It’s Time for Your Checkup: The Importance of Assessing the Health of Your Family BusinessDecember 14, 2012
As we start off the new year with personal resolutions, it makes sense to also make some professional ones. For instance are advised to visit our doctors for wellness checkups on a regular basis. The start of the New Year is the most popular time to commit to a healthy lifestyle and committing to being proactive about our own health. Why wouldn’t you want to do the same for your family business?
A wellness checkup helps businesses identify potential problems, as well as opportunities for growth. Following is a checklist of four major areas to consider in your annual wellness checkup:
- Organizational documents
- Management
- Financial reporting
- Professional relationships
Organizational documents
These are often overlooked when addressing business concerns. In many cases, these documents are reviewed when originally signed and then not revisited unless an event occurs that is addressed in these documents.
Review the operating agreement to determine whether a non-compete clause is needed or needs to be updated, whether the owners’ responsibilities are clearly defined or whether they have been changed, and whether there has been a change in ownership or profit share percentage.
Review the buy/sell agreement to determine whether all the guidelines are being adhered to, for example does the agreement call for periodic valuations, to determine whether circumstances have changed, to determine if the terms of the buyout make sense in the current economic climate and to determine if the business still has the financial capabilities to adhere to the terms.
Management structure
Management structure is integral to the success of a business, and it’s a common area of struggle for family businesses.

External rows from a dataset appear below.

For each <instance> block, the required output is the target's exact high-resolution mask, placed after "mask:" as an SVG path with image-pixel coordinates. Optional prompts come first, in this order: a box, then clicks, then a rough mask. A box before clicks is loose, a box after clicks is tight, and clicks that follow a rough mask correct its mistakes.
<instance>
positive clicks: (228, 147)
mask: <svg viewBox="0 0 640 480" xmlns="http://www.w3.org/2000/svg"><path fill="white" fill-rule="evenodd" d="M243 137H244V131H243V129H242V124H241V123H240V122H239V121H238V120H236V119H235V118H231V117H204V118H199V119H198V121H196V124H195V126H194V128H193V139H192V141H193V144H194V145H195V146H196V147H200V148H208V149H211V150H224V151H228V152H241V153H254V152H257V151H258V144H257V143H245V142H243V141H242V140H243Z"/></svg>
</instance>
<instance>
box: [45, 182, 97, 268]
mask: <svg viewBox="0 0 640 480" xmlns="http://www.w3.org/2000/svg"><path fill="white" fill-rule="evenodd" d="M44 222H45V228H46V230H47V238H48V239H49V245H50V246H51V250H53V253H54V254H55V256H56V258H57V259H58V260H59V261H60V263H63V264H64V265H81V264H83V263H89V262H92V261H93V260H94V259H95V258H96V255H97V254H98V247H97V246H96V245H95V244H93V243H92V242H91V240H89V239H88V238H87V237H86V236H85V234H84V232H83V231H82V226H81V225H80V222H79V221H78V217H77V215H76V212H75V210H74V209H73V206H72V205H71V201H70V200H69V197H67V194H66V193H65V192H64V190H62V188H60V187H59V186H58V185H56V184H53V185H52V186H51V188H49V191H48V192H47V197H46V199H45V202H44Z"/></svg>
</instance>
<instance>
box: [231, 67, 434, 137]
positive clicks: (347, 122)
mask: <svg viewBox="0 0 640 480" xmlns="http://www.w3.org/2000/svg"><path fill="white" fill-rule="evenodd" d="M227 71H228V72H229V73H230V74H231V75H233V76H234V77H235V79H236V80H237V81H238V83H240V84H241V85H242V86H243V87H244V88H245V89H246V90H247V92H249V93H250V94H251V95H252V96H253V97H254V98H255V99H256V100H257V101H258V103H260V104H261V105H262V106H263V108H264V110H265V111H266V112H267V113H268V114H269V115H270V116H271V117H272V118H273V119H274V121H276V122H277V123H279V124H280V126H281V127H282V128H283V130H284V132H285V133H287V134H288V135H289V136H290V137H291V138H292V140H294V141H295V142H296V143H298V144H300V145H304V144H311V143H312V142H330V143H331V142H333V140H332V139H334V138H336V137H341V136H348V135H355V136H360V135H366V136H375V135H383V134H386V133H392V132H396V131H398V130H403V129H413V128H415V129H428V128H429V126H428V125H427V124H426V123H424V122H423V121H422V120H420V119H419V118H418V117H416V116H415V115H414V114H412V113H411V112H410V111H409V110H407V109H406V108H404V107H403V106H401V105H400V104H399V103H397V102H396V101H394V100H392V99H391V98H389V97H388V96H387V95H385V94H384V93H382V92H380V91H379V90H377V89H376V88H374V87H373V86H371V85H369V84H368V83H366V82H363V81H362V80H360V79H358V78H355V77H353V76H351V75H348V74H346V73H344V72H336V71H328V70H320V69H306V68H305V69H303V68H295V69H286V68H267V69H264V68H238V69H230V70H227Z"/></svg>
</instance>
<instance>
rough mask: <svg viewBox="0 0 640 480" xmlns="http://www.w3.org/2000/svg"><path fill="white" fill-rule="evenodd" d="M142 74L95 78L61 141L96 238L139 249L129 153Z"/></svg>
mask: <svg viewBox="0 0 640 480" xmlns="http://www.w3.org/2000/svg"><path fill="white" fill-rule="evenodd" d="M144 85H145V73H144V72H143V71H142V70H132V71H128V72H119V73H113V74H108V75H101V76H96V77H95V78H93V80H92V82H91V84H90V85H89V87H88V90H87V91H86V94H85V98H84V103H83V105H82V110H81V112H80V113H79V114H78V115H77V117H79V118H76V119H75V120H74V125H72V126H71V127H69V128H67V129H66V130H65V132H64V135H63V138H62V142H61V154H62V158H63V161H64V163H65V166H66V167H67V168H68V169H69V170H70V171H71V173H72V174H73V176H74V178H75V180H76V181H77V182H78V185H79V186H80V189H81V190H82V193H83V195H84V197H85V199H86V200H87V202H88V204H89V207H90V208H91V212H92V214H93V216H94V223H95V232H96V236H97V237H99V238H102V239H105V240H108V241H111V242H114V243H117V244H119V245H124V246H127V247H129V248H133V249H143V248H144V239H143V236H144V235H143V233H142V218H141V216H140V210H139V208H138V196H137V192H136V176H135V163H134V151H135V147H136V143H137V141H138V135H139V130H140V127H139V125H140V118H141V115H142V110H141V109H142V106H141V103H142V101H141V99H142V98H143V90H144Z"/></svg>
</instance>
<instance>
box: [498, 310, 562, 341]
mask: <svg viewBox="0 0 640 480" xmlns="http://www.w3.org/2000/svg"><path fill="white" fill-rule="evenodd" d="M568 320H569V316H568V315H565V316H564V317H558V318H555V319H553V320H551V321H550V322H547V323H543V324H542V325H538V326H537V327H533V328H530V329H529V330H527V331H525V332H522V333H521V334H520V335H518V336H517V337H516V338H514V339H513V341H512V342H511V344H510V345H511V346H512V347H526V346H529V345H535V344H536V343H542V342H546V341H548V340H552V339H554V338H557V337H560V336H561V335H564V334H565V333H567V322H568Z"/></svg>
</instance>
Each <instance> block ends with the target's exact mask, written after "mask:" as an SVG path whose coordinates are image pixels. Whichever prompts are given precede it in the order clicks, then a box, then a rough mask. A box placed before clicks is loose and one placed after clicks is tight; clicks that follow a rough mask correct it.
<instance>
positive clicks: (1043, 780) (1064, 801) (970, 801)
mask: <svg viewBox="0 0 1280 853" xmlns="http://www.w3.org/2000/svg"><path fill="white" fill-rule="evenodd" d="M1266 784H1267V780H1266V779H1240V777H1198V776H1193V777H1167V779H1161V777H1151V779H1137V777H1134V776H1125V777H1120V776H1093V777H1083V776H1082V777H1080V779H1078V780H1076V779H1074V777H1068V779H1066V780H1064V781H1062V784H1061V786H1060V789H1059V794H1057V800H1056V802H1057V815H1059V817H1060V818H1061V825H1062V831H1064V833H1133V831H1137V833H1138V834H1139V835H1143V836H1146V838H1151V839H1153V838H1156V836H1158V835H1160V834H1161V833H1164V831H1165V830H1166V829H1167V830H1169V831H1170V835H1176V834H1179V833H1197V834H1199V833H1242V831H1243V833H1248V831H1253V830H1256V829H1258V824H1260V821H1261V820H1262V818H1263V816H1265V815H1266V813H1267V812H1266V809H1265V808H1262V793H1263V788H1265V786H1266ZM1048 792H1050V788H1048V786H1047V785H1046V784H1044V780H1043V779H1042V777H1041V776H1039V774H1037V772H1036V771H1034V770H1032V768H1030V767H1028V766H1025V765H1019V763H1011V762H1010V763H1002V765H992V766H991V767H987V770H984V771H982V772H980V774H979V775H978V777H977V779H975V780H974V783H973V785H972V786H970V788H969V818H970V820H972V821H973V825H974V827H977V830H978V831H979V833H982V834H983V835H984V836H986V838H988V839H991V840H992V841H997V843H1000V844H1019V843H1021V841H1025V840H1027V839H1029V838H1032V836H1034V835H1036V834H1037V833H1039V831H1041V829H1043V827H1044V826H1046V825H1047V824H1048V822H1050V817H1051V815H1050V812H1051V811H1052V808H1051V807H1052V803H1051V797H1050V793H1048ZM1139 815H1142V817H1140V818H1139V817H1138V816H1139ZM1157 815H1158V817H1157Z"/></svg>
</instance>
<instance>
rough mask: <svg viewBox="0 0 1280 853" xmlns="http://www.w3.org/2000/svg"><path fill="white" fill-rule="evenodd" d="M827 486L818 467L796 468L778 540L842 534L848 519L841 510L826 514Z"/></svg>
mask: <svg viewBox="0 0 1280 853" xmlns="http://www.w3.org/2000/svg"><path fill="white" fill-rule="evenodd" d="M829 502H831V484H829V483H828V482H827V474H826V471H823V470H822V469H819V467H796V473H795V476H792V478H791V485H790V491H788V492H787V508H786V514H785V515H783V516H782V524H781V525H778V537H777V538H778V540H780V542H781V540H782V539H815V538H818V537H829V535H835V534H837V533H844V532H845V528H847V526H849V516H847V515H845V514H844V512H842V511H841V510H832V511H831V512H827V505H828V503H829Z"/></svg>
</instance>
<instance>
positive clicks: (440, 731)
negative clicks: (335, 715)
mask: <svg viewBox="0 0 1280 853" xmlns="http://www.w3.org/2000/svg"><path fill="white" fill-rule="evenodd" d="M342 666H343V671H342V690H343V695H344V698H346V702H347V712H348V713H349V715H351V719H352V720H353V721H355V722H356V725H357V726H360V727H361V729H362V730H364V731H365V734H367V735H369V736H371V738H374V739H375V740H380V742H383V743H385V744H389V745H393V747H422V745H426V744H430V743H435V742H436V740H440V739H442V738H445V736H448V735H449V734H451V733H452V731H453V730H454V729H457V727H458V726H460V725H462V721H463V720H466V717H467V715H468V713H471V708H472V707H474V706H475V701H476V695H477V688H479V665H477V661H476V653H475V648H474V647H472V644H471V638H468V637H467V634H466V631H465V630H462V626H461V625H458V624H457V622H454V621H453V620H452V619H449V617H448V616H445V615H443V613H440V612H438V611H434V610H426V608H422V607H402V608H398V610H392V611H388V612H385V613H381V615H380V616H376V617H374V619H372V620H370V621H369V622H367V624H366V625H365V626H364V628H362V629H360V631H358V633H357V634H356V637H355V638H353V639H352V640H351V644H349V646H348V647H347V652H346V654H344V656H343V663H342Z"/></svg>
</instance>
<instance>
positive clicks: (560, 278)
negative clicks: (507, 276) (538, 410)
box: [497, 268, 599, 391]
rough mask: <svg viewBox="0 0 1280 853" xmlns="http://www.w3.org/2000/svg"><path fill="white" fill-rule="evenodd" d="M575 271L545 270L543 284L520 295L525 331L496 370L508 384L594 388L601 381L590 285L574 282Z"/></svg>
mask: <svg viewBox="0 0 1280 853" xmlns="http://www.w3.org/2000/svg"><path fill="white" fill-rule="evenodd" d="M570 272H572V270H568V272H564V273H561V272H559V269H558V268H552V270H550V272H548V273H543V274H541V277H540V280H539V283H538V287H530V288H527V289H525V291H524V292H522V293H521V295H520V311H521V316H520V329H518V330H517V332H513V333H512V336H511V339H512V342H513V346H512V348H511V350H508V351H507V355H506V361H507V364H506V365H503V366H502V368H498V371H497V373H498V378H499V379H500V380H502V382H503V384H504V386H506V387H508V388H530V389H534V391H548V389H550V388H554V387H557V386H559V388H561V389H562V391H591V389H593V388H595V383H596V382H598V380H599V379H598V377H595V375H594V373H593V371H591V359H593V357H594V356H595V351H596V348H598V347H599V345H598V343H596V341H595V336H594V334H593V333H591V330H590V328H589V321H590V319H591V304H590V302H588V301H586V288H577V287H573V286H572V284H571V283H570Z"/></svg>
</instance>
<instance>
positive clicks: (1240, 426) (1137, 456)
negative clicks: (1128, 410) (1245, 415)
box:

Consider whether your business management structure is defined and effective, whether duties to be performed are defined and communicated to each family member and/or employee and whether your business cross-trains employees to be able to perform the duties of one another.
How current is your organization’s business plan? Does your business have a marketing plan? Does it have a succession plan? These are all important factors to be considered and should be a part of your business’ checkup.
Planning is integral to goal setting, achieving those goals and overall success of a business.
Financial reporting
As a business owner, how confident are you in the financial reporting of your business? There are both internal and external factors to consider during your wellness check.
Internally, do you have the proper staffing in charge of financial record keeping? Are you performing the duties yourself? Should you hire a bookkeeper? Should you outsource the financial reporting to a bookkeeping service or to your accountant? Accurate and timely reporting to management assists in decision making-needed for a business to prosper.
Today just about everything is technology based: websites, financial records, on-line banking and personnel records just to name a few. Does your business back up its servers on a regular basis? If so, are you performing the backup frequently enough and are the backups kept offsite? Take one moment to think about the affect on your business if your computer system crashed and all your data was lost?
Externally, are all governmental reporting requirements being met? Are you in compliance with the bank covenants listed in the terms of your financing? Are customers/clients complaining about billing or are vendors complaining about payment? Problems with any of these items could possibly cripple business operations. As a business owner, you want to focus your energies on growing your business and not on cleaning up issues that can be avoided.
Professional relationships
Assess your business’ professional relationships on an annual basis. Professional relationships include bankers, insurance brokers, financial advisors, lawyers and accountants/auditors. As a business owner, do you feel that these professionals are responsive to your needs, proactive in assisting you to run your business, and keeping you up to date on items that affect your business? Do they take your best interest into consideration? Your professionals partners should ideally work together as a team, since each has an area of expertise that is beneficial to the success of your business.
In today’s economic climate, it is so important to be proactive in order to avoid additional challenges that could jeopardize the success of your business. By addressing the four areas listed above and regularly assessing the health of your business, you can help grow and strengthen your business. This will set your firm up for success and help you be prepared for those unwanted, but inevitable bumps in the road.